PDA

View Full Version : c++ distinguish between a text file and a binary file



Woody1987
February 23rd, 2010, 01:16 AM
My program needs to open files and check if it is a binary or a text file.


int search(string rootDir)
{
DIR *dir; //the directory
struct dirent *dp;
struct stat st;

string tempDir = rootDir; //temp directory

//open the directory
if((dir = opendir(rootDir.c_str())) == NULL)
{
//if directory isnt found
cout << "Error(" << errno << ") opening " << rootDir << endl;
return errno;
}

//traverse the directory
while ((dp = readdir(dir)) != NULL)
{
const char *path = tempDir.append(dp->d_name).c_str(); //create path
stat(path, &st); //get information about the current file/directory

if(st.st_mode & S_IFREG) //if a file
{
//NEED HELP HERE!!!
if(binary)
{
}
if(text)
{
}
}
else
{
if(strcmp(dp->d_name, ".") != 0 && strcmp(dp->d_name, "..") != 0) //if a valid folder
{

}
}
}

closedir(dir);
return 0;
}

Code above shows what i want to achieve.

How do i do this?

Some Penguin
February 23rd, 2010, 01:47 AM
What is your definition of 'binary file'?
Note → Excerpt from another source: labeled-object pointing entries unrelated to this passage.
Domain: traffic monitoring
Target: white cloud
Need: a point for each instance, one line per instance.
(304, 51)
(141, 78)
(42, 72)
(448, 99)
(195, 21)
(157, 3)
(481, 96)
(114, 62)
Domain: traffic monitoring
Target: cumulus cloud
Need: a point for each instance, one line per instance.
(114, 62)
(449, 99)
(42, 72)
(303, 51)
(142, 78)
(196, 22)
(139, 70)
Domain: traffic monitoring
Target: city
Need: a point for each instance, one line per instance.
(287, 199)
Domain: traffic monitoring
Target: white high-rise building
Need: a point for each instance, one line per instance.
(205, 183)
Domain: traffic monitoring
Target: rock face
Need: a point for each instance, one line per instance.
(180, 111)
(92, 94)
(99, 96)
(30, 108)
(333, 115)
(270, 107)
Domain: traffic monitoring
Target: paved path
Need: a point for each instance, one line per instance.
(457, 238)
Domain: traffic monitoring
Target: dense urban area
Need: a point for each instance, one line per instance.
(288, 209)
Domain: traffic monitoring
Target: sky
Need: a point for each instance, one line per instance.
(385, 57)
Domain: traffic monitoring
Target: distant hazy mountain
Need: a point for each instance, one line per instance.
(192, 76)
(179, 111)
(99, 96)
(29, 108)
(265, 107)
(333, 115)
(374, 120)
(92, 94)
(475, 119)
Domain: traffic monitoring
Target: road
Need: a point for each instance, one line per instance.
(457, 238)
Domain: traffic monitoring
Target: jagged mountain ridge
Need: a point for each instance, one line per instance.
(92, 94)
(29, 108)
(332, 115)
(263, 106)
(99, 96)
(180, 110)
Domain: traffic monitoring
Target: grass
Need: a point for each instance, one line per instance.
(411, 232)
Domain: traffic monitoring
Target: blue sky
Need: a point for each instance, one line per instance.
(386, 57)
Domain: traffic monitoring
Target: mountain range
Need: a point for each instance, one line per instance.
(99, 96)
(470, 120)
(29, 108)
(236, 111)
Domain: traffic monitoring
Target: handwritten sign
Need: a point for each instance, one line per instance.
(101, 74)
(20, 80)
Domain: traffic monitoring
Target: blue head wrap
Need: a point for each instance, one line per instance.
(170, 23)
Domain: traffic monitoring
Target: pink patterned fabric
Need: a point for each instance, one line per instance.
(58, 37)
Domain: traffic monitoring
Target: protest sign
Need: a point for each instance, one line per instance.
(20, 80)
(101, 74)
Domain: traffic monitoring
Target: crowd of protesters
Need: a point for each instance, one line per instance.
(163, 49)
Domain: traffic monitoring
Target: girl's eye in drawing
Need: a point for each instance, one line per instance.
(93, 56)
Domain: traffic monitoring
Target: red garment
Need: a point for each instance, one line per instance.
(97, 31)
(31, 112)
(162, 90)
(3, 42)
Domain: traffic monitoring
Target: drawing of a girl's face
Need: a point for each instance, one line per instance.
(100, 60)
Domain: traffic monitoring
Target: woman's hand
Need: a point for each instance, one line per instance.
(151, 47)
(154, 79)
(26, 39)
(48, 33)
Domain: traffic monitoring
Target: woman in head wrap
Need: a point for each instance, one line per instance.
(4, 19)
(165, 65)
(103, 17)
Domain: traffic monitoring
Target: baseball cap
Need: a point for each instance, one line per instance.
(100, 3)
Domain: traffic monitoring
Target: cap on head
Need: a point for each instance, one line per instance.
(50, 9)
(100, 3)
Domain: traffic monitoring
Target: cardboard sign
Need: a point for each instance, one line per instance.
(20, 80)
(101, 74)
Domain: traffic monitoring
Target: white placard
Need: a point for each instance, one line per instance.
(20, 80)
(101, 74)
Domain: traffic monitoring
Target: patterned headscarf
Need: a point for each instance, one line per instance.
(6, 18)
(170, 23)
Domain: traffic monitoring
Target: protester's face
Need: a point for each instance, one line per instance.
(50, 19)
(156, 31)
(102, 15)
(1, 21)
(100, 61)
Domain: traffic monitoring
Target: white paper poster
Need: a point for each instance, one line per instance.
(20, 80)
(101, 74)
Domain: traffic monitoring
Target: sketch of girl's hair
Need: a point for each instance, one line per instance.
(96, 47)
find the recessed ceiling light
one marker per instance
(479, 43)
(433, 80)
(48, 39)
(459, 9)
If it's something like 'file which contains any characters outside a desired set', then the solution is clear: verify that the file is a normal file and not a named pipe or symbolic link or directory or what-have-you; open the file; and check every byte (loading in 8K chunks or so, nice and digestable), until you either hit a byte that falls outside the set or there aren't any more bytes to read.

Woody1987
February 23rd, 2010, 01:51 AM
What is your definition of 'binary file'?

If it's something like 'file which contains any characters outside a desired set', then the solution is clear: verify that the file is a normal file and not a named pipe or symbolic link or directory or what-have-you; open the file; and check every byte (loading in 8K chunks or so, nice and digestable), until you either hit a byte that falls outside the set or there aren't any more bytes to read.

I assumed binary files were executable files, music, video, images etc, and text files were simply string of characters that i could open in for example gedit.

Some Penguin
February 23rd, 2010, 02:01 AM
The filesystem doesn't label them as such, and they're not stored any differently. For what you want to do, open and read the file.

If you wanted, you could load the Linux kernel or the contents of DVD's VOB file into a text editor. It wouldn't be very comprehensible, and any edits you made would almost certainly break things, but you could. You could also attempt to load a configuration file into a DVD player -- it's up to the application (or more likely, a library that it uses) to begin reading the file and rapidly determine that the bytes aren't what it's expecting, based on headers and the like.

Scripts are also both readable and executable. Unicode text can have bytes that are not easily readable ASCII characters, IIRC. Do these qualify as binary or text? The decision affects the definition and you will need to consider how to handle it.

falconindy
February 23rd, 2010, 04:12 AM
Ahh, but every non-ascii file definition has a 'magic number' associated with it. For example, any ELF binary will start with the following:

$ hexdump `which mplayer` | head -1
0000000 457f 464c 0102 0001 0000 0000 0000 0000

A jpeg will always start with:

0000000 d8ff e0ff 1000 464a 4649 0100 0101 6000
However, the last 32 bits can vary depending on the jpeg version.

An ascii file will not have this header, and dives directly into the data.

You may want to poke around the source code for the program 'file', which determines file type based on this magic number.

Some Penguin
February 23rd, 2010, 04:32 AM
Formats don't have to have magic numbers registered in that file. It's a reasonable test to detect some common file types, but failure to match doesn't mean that it's text -- it's entirely possible that it simply isn't listed. Try running 'file /etc/ld.so.cache', for instance: it's simply 'data', which means that it doesn't know the format and probably found non-ASCII bytes.

Lux Perpetua
February 23rd, 2010, 09:48 AM
Formats don't have to have magic numbers registered in that file. It's a reasonable test to detect some common file types, but failure to match doesn't mean that it's text -- it's entirely possible that it simply isn't listed. Try running 'file /etc/ld.so.cache', for instance: it's simply 'data', which means that it doesn't know the format and probably found non-ASCII bytes.Exactly. The `file' utility may be relevant here, but you can be sure that its algorithm is perfectly ad-hoc. The bottom line is that on Linux, there is no fundamental difference between "text files" and "binary files," as on some other systems. Every file is binary.